Henry:- "So in labeling them stupid questions we figure you are not just demeaning our representatives but you are degrading every one of us who want to have your government listen to realty before dragging us all into one more privatization swamp."

Martha:- "Frankly Ralph, Henry and I don't think the word stupid belongs in the vocabulary of a civil and democratic society."

Henry:- "But since you've used it, it just might be that stupid more appropriately applies to the answers that were given rather than to the questions being asked in this last session of the Alberta Legislature."

By Sandy

Saturday, December 06, 2003

Time to Fish 

A few of us have been working on this project for a few months now trying to create a place for political discussion in Alberta. We thought we might have an official announcement of this site in the New Year after we got things working a little better but, like politics, things don’t always get better. So here we are, for better or for worse. It was time to fish or cut bait and we have decided to fish. We'll work on the glitches as we go.

To find out more about us and how you can contribute click here or on the link at the top right of this page. If you want to look at some of the past commentary they are organized by topic (click here) or by date (see right side). New links of interest will be added as we hear about them.

This government spends millions of dollars annually collecting input from Albertans and millions more telling us what we told them. We will happily provide the input part of that for free here at Ralph’s World.


Moral Support or Financial Support? 

Yesterday, one day after session ended, Minister Oberg announced that the government was "in support of" 84 of the 95 recommendations in the Learning Commission Report. Parents held their breath in anticipation . . . could it be? Could this government finally be doing the right thing for children? What is the catch?

The catch, it turns out, is that, while the government "supports" the recommendations, it is not prepared to invest the MONEY that it would take to implement them. When asked what his message to parents was around the money issue, Oberg said "Wait for the budget". This clearly means that nothing will happen, if it does at all, until the next school year.

Once again, we watch and wait . . . and so do our children.

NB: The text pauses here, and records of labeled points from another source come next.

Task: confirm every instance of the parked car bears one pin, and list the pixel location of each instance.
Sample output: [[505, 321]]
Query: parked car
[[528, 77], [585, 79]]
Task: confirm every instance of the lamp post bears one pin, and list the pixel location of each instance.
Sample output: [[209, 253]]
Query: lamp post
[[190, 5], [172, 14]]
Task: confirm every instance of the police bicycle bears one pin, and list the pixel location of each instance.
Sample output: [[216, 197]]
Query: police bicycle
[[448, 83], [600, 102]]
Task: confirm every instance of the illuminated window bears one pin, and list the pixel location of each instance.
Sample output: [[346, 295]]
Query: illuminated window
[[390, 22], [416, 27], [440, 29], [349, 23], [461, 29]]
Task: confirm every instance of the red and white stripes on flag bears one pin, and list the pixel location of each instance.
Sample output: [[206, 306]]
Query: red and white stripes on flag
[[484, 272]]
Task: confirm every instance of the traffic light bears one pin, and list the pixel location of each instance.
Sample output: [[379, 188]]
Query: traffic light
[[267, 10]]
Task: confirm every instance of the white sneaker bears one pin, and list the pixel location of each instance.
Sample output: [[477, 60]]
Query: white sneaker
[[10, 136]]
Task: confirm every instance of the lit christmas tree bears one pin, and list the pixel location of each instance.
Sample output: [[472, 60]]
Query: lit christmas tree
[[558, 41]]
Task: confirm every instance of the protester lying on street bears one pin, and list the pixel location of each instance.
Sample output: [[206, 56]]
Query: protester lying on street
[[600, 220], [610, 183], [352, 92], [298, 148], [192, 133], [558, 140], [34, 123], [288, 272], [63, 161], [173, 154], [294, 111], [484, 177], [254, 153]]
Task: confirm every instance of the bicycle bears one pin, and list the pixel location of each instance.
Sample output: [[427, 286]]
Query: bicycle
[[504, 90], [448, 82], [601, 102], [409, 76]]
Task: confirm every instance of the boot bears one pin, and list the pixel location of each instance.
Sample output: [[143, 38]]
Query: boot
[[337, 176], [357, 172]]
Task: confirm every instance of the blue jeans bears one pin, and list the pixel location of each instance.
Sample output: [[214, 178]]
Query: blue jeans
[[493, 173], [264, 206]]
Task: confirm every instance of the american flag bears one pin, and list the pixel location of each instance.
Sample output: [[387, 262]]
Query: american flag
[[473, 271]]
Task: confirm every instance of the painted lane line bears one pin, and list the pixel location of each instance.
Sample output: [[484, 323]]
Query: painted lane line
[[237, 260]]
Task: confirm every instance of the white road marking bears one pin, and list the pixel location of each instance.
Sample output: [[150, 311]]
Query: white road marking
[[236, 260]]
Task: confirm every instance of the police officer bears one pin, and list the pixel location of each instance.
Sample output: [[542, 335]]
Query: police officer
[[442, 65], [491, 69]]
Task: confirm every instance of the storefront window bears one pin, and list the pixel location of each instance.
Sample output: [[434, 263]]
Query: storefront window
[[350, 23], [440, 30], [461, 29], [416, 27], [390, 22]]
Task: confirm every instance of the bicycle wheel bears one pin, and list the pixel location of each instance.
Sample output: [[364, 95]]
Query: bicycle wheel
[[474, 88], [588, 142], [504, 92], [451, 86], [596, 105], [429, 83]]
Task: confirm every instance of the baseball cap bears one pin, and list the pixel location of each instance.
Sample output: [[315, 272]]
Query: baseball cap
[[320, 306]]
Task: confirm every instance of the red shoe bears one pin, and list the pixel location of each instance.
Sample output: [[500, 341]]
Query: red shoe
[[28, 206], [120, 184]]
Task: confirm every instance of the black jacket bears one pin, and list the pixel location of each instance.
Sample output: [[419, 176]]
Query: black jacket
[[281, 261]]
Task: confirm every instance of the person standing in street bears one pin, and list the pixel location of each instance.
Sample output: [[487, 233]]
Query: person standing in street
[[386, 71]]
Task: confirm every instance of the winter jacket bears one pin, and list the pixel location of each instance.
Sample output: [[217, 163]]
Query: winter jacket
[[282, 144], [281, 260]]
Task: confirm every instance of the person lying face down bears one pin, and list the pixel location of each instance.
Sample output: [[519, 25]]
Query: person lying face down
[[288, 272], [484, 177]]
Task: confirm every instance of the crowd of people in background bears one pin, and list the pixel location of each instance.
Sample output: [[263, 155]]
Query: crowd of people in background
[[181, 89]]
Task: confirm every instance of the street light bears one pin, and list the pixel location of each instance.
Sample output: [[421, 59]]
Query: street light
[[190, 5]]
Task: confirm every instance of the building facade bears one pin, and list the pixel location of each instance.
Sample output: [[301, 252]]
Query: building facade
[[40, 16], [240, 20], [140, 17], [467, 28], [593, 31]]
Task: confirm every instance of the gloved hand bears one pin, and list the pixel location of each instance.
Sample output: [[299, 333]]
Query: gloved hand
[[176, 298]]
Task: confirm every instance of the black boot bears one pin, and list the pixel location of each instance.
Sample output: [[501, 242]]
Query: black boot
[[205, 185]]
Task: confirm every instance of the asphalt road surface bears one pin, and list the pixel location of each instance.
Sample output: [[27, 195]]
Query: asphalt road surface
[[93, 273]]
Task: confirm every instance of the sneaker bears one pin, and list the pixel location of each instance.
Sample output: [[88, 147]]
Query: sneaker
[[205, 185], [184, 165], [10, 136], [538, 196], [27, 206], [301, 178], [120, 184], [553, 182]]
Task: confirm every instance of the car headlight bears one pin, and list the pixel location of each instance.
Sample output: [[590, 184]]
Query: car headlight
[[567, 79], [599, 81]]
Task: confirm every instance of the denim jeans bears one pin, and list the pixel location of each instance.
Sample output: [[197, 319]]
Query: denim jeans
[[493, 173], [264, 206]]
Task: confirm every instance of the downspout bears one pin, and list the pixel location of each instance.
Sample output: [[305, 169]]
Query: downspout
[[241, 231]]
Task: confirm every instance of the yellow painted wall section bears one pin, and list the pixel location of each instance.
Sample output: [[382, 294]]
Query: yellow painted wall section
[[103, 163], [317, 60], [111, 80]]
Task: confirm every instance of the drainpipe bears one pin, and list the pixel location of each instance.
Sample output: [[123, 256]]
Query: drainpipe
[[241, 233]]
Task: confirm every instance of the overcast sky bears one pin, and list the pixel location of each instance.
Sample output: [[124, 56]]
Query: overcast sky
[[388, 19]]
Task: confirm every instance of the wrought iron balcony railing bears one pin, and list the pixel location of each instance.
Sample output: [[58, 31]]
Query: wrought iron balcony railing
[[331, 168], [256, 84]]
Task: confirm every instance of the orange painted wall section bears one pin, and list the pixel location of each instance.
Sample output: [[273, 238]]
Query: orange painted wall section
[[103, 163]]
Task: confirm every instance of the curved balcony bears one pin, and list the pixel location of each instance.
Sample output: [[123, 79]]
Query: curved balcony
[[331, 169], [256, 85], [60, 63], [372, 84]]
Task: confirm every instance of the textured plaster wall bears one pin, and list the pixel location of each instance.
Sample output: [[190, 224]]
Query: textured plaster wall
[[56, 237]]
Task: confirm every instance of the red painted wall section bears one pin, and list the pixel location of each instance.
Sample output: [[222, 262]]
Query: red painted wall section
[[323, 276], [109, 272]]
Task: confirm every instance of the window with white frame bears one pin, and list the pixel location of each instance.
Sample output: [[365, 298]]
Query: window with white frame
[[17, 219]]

WHEN is the next election????????????

Friday, December 05, 2003

Party Money for Leader's Pleasure 

I read with interest an article in today's Edmonton Journal in which Premier Klein talked about a special fund for his pleasure. Click here to read the article. The premier said and I quote "It's my money," he said. "I mean, it's the party's money for my pleasure. But it's my money."

My feeling is that some clarification of the size and use of these funds would be in the public interest. Consequently I have sent the following e-mail addressed to the leaders of our three main parties; - Premier Klein, Ken Nicol, and Raj Pannu.

To: Leaders of the Alberta PC, Liberal and NDP Parties

Subject: Party Money for use at the Leader's Pleasure

To further assist me in understanding the ways of politics in Alberta could you please answer the following questions regarding the use of your party's funds for use by your leader. This question was prompted by Premier Klein's recent discussion regarding his acceptance of private flights for personal use. The Premier is quoted as saying "It's my money," he said. "I mean, it's the party's money for my pleasure. But it's my money."

The questions I have are:

1. What is the current size of your party's fund set aside for this purpose and how much typically is spent per year from this fund?

2. Specifically, what types of transactions is the money used for? Could you provide some recent examples with their associated costs?

3. Does your fund come from political contributions which are eligible for an income tax credit for political contributions? If the answer is yes, is this not equivalent to the Alberta Tax Payer subsidizing this fund? If this is not the source of funds, could you please say what is?

Thank you in advance for your consideration of this issue. I look forward to your response. If you have any questions, please do not hesitate to contact me.

Yours truly

John Slow

As always, I will post any responses if and when I receive them.